Rolf Lislevand “La Mascarade” (ECM, 2016)



Nas célebres “Memórias do Conde de Gramont” dá-se com este excerto: “Havia um italiano na corte [de Carlos II de Inglaterra], famoso por tocar guitarra. No que à música diz respeito, era um génio (…) de um estilo tão elegante, e capaz de revelar tanta ternura, que até o mais dissonante dos instrumentos tornava harmonioso. As suas obras tinham de tal modo conquistado o favor do rei que não havia quem não tentasse tocá-las.” Claro que, sem demora, e porque o centro do poder político é sempre a capital da intriga, a narrativa desliza para as imediações do escândalo precisamente à custa de uma sarabanda desse tal italiano que dava pelo nome de Francesco Corbetta (ca. 1615-1681), que terá certamente conhecido Catarina de Bragança e que viria a dar lições a Ana da Grã-Bretanha.

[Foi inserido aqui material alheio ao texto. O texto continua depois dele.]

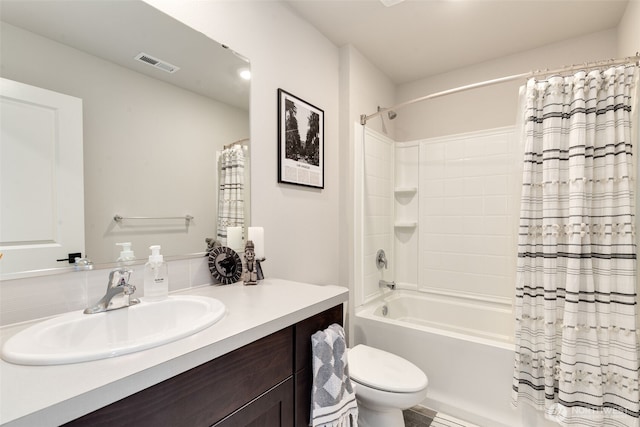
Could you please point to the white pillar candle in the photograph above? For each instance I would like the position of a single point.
(256, 235)
(234, 238)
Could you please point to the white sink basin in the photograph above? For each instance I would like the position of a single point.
(78, 337)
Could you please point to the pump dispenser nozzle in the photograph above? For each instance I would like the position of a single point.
(126, 254)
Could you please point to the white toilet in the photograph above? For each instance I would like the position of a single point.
(386, 384)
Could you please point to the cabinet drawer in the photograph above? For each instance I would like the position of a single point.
(272, 409)
(207, 393)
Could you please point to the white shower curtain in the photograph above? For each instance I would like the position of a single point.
(231, 191)
(576, 339)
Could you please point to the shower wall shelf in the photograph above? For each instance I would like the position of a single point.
(405, 190)
(120, 218)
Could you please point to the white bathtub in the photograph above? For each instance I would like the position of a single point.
(465, 347)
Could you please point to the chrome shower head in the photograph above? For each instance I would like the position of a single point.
(391, 114)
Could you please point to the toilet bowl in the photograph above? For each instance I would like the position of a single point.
(385, 385)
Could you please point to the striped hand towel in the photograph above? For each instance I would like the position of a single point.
(333, 398)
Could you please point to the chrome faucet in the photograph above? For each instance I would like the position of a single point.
(381, 259)
(383, 283)
(118, 293)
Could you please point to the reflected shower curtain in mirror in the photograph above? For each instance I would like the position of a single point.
(576, 339)
(231, 191)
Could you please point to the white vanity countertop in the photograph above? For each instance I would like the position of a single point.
(53, 395)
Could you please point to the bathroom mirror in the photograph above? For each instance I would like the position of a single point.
(160, 101)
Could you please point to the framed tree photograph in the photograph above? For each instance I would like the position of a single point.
(300, 141)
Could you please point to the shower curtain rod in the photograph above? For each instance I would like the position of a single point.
(538, 73)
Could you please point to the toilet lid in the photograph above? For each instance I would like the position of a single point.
(384, 371)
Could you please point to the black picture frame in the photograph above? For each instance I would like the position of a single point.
(300, 141)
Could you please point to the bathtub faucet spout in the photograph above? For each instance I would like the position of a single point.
(384, 283)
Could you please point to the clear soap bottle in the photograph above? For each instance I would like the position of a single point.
(156, 277)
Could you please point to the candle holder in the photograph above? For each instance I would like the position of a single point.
(250, 272)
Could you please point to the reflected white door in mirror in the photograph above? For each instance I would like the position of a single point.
(41, 178)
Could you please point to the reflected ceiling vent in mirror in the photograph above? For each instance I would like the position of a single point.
(157, 63)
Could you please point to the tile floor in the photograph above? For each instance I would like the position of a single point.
(419, 416)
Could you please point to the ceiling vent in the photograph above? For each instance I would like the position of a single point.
(157, 63)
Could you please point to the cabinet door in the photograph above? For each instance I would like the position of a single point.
(41, 181)
(272, 409)
(205, 394)
(303, 374)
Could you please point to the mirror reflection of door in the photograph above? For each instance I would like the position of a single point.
(41, 178)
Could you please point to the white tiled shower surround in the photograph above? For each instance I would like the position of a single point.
(465, 207)
(43, 296)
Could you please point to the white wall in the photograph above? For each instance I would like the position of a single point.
(377, 213)
(301, 224)
(362, 88)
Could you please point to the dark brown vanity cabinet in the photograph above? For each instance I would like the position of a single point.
(264, 384)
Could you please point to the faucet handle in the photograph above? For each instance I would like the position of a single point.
(119, 277)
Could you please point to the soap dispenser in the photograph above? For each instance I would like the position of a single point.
(156, 277)
(126, 254)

Também neste seu novo disco se dedica Rolf Lislevand a peças suas. E será a atmosfera cortesã, para não dizer a etiqueta, a levá-lo subitamente a recordar uma das primeiras coisas que aprendeu com um dos seus mestres, presumivelmente Hopkinson Smith, embora ele não o identifique: “Apercebi-me como um pequeno número de notas se assemelha a um gesto mais gracioso do que qualquer movimento do corpo humano, mais figurativo do que, na pintura, uma paisagem inteira, tão bem articulado quanto a poesia mais claramente pronunciada”, escreve em notas de apresentação que descrevem exatamente o que aqui se escuta. Aliás, evocando as passagens de Corbetta por Versalhes, o alaudista norueguês, que normalmente integra os conjuntos de Jordi Savall, adiciona ao seu programa pequenas pérolas de Robert de Visée (ca. 1655-1732/33) para guitarra barroca e teorba. Será inevitável pensar-se na relação de Visée com Luís XIV, cujas ceias calmamente acompanhava e cujos passeios matinais pelos jardins do palácio musicava, docemente dedilhando as cordas do seu instrumento, ainda que do monarca se mantivesse à protocolar distância de dois passos. Trata-se, portanto, de música de uma intimidade inconcebível, inelutável e ao mesmo tempo inviolável. Daí, talvez, Lislevand insistir em “La Mascarade”, um rondó de Visée que lembra que as aparências iludem e que nada é só o que parece. Pois muita desta música se assemelha mais à insinuação da própria música, feita de segredos, subtilezas, sussurros, sugestões, vénias contínuas.